И ты понимаешь — выйдёт. И суёшь руки поглубже в карманы — типа ты крутой и такой специальной походкой «а когда на море качка» фигачишь через двор на улицу. И тебе везёт: на улице никого, вообще пусто, прикинь? И ты радуешься — прёт, прёт ведь! И выходишь на перекресток и там все зашибись, и даже если народ какой-то попадается, то тоже так себе вареньице, левые чепушилы какие-то, тёханы с дяханами под ручку и бабьё стайкой.

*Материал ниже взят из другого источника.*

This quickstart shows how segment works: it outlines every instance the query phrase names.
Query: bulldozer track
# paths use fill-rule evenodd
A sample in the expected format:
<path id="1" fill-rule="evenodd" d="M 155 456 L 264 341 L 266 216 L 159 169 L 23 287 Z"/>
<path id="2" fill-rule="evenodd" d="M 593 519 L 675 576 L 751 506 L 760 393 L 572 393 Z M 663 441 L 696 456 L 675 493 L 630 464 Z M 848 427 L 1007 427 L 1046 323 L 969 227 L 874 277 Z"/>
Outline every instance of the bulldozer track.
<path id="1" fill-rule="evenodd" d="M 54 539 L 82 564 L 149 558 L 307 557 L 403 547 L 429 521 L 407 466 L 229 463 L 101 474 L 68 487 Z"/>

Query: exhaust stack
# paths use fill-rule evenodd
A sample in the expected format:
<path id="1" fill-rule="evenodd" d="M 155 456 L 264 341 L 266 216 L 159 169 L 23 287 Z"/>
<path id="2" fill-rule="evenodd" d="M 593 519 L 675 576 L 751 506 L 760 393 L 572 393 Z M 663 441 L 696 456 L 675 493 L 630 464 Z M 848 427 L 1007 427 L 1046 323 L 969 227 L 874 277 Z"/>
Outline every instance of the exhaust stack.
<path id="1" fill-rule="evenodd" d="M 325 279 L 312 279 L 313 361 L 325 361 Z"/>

И все сильно торопятся, потому что суббота, вечер, почти ночь даже и, как поют по телику в КВНе, «улицы освещены улыбками питбулей», а вчера на Московской двоих зарезали, а в лесу возле Элеватора труп нашли, а в Чапаевском районе была перестрелка и Ленку Макарову — ну, племянницу Александры Николаевны из планового отдела, знаете же? — случайно ранило. Прямо вот сюда. И она теперь в больнице лежит, а лекарств там нет совсем и ей муж покупает и приносит. И следит, чтобы медсестры не украли, чтобы уколы при нем делали. А лекарства дорогие и он все из дома продал, даже ванну на металлолом, только старый диван оставил; и как они теперь жить будут, когда Лену выпишут — вообще непонятно.